Not content to remain stationary, the Foxtrot album made fanatics out of fans and friends out of disbelievers. The album contained an impressive 20 minute futuristic opus entitled 'Supper's Ready' that quickly became the centre of attention of their much talked about stage show. In the beginning Gabriel would don the cover painting fox-head but that caricature was only vaguely connected with the albums lyrical themes. Eventually the band presented the whole piece onstage capturing the rock star as the second coming musically and visually much to the delight of the audience. With gentle, sweet voices, flashing strobe effects, searing mellotron orchestration, and animated visuals the piece would build to a spine-tingling crescendo, crashing to a surprise ending. Genesis were becoming immensely popular, for 'Supper's Ready' transcended the standard 4 minutes of decorated visuals, becoming a definite theatre piece complete with recurring passages and themes. The band's following quickly spread to the Continent and across the Atlantic where Americans were particularly fascinated with their peculiar English surrealism. A transitional perio followed, allowing the group to catch their breath and further develop the technical side of production and musical adeptness. Albums were months in the making, as they were a product of not one mind but five, and group equality was always stressed. 'Selling England By The Pound' confirmed suspicions that Genesis were becoming a self-contained unit, capable of creating and sustaining musical imagery both visually onstage and lyrically on record with the musical accompaniment integrated into the proceedingsso that the whole equalled a solid, animated fantasy. On this album the stories took a back seat to the music while the group concentrated on developing playing styles. Hackett's guitar weavings became an integral part of the moody atmosphere, as Banks wisely kept his keyboard playing melodic and lyrical instead of succumbing to the obvious desire to create a Third World War like so many of his peers and contemporaries. With the release of the album and the subsequent stage show that followed, lighting and sound systems took a giant leap forward and one excitedly wondered what futuristic delights lay ahead.

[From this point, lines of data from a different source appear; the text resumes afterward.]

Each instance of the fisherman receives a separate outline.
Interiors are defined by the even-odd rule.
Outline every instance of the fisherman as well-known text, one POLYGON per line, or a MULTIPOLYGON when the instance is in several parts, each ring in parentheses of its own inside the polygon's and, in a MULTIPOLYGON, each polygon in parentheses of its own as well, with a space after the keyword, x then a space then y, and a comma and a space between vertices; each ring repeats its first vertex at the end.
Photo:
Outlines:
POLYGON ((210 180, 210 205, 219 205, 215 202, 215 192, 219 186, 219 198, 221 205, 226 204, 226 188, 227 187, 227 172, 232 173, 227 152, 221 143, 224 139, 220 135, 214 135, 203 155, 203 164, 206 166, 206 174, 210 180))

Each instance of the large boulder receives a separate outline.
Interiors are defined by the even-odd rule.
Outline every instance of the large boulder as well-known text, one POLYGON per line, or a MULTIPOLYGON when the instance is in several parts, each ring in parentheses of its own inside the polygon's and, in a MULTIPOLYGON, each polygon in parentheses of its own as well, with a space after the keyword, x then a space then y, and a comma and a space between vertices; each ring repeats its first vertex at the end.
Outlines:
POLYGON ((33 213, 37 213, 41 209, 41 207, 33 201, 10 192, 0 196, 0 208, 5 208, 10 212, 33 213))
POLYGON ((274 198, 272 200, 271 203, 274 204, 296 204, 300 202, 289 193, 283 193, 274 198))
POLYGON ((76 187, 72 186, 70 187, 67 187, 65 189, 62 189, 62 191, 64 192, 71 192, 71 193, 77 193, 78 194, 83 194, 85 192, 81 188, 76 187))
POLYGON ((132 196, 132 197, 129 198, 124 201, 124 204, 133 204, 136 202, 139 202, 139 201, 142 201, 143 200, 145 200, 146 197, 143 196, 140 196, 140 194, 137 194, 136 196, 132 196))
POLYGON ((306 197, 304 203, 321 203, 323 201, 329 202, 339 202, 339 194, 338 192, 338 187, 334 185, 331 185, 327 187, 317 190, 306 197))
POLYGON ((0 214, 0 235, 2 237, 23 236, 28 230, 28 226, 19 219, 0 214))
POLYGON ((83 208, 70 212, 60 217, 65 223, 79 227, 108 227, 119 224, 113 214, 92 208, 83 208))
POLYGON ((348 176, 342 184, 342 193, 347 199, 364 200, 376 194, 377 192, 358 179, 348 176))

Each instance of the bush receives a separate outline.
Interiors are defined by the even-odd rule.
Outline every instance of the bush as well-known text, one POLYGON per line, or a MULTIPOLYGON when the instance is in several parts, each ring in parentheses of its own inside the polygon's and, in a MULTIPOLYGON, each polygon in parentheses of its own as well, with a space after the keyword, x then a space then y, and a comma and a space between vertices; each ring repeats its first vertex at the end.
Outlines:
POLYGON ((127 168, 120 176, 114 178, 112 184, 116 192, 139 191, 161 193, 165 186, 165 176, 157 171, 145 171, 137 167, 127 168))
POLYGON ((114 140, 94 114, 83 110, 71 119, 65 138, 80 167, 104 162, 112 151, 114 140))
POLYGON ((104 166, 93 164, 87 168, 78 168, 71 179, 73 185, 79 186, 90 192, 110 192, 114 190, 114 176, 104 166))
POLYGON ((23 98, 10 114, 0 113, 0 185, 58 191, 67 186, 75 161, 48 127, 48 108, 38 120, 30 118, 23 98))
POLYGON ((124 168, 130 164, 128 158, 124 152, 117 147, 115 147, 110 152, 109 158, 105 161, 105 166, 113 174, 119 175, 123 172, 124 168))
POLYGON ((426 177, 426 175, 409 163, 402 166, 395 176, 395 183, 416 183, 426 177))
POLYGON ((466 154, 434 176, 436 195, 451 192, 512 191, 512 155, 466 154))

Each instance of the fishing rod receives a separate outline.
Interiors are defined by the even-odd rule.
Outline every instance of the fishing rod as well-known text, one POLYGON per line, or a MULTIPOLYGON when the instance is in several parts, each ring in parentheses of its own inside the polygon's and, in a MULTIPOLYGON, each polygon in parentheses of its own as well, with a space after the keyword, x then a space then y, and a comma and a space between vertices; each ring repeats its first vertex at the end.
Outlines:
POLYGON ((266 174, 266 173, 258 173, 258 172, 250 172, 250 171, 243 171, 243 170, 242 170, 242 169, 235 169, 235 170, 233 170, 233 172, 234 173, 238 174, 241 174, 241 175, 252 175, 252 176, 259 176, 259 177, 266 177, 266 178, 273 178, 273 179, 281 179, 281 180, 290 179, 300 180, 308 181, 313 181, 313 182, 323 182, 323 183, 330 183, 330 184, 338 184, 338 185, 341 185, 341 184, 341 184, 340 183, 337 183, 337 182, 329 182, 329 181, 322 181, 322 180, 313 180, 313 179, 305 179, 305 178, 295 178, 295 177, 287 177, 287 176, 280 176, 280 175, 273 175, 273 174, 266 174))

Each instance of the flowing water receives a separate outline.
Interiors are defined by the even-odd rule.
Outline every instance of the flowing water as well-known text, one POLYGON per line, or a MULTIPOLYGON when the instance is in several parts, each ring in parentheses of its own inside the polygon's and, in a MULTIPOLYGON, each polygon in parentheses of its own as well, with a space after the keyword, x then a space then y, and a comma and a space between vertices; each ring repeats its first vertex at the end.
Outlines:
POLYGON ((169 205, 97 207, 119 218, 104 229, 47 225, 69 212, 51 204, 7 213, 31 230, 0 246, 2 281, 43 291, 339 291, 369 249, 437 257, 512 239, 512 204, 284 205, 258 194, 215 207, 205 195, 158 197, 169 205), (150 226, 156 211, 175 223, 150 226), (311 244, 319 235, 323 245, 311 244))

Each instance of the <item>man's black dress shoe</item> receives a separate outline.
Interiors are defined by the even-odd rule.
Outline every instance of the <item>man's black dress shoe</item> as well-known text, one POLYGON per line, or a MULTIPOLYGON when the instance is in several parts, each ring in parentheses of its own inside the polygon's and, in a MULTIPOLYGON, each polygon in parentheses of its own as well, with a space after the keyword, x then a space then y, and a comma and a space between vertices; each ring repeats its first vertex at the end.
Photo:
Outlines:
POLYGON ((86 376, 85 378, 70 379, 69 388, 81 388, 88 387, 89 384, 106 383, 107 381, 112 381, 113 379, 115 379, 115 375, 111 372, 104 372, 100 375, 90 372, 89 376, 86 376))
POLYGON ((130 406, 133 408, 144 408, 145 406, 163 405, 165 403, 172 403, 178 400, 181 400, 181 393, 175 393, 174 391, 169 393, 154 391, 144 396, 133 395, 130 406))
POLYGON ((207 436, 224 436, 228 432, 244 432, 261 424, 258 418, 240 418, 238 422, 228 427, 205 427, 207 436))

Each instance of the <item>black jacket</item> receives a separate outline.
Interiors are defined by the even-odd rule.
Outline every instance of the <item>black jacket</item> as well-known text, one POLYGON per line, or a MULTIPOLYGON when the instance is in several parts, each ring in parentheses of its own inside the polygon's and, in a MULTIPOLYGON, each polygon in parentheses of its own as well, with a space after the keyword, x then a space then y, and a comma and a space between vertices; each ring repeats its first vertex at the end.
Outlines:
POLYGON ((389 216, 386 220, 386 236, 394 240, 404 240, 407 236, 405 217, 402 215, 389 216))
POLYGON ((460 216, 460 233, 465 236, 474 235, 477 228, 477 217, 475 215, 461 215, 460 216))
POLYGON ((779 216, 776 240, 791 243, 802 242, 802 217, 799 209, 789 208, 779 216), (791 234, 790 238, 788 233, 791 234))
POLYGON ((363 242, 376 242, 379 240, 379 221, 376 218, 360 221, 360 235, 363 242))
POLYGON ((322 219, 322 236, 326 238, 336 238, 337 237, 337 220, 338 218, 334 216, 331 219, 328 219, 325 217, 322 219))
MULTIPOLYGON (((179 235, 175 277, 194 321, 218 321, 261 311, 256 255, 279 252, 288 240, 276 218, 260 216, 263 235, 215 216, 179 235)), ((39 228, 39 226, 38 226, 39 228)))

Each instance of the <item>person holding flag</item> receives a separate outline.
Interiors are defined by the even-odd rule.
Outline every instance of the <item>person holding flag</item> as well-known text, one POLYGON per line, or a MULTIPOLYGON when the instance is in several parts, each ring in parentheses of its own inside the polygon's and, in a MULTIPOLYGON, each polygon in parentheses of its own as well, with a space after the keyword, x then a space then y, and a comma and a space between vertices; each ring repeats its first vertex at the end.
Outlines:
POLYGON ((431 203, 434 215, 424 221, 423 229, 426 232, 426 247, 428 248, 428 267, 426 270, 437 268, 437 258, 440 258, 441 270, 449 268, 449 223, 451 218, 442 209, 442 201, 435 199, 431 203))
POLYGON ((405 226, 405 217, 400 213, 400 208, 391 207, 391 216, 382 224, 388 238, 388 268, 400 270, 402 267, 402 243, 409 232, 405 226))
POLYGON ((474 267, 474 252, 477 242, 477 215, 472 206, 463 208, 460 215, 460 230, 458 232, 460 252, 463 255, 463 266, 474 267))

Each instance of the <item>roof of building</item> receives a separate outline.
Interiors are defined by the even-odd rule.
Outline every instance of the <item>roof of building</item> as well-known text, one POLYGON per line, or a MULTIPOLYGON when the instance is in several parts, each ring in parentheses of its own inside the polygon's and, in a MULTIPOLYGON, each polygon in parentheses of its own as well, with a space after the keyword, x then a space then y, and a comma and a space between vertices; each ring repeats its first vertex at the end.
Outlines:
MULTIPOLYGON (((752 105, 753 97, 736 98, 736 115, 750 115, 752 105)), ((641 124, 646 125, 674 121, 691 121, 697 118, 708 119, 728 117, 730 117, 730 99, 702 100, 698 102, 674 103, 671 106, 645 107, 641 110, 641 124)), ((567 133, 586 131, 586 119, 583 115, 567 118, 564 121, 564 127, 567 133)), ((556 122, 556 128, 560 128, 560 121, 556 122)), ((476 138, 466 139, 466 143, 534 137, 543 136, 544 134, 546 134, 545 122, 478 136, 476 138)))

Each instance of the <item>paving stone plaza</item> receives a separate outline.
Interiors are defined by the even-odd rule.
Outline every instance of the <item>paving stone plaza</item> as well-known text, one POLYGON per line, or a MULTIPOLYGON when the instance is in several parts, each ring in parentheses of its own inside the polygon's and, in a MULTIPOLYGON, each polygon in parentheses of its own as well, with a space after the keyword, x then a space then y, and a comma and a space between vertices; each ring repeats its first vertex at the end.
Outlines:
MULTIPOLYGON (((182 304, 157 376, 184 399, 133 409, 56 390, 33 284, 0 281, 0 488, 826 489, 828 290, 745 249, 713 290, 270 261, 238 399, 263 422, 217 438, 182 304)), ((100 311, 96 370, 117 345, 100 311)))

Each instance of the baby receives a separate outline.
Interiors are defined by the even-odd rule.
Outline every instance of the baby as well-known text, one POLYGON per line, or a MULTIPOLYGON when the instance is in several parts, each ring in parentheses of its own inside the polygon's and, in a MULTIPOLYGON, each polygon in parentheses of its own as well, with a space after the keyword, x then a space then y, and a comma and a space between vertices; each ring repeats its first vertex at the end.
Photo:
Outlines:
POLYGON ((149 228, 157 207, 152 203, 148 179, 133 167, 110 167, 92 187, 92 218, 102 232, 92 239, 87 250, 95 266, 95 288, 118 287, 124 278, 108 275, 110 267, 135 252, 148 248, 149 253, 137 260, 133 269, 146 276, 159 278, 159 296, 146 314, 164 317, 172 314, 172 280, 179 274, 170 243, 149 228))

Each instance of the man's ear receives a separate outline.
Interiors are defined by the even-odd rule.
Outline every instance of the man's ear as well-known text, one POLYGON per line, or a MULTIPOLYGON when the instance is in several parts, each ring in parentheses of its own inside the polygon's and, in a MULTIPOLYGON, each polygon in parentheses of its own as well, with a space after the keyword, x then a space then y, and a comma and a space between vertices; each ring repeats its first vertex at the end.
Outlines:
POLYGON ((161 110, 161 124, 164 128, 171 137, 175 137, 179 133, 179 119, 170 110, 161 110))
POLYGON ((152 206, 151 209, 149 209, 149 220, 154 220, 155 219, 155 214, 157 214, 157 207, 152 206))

While the 'Foxtrot' tour featured an all white stage backdrop that added to the feel of the music, this tour injected backdrop projections and the use of slides, again coming closer to merging various media into one. In the beginning the slide show occasionally resembled a faimly 'what we did on our holidays' approach but quickly grew more sophisticated. Which brings us presently up to autumn 1974 and a new Genesis stage show based around their new double album 'Lamb lies down on Broadway'. Not a terribly wealthy band, Genesis continually feed profits back into the stage show. To convey the complex story line of the new album, visual aids will be used on three backdrop screens, hinting at three dimensional illusions, slowed down slides will also add to an animated feel. As always, these new technical improvements will serve as painted landscapes adding to the fantasy and clarifying the story line. While the emphasis remains on the music and players the show will be theatrical and exciting, the music and imagery will not be separate, but whole, working together to pull the listener into the Genesis fantasy and out of everyday street realities. What Genesis is working towards is the future and their present flirtation with multi-media concepts is only the beginning of a whole new world. Welcome.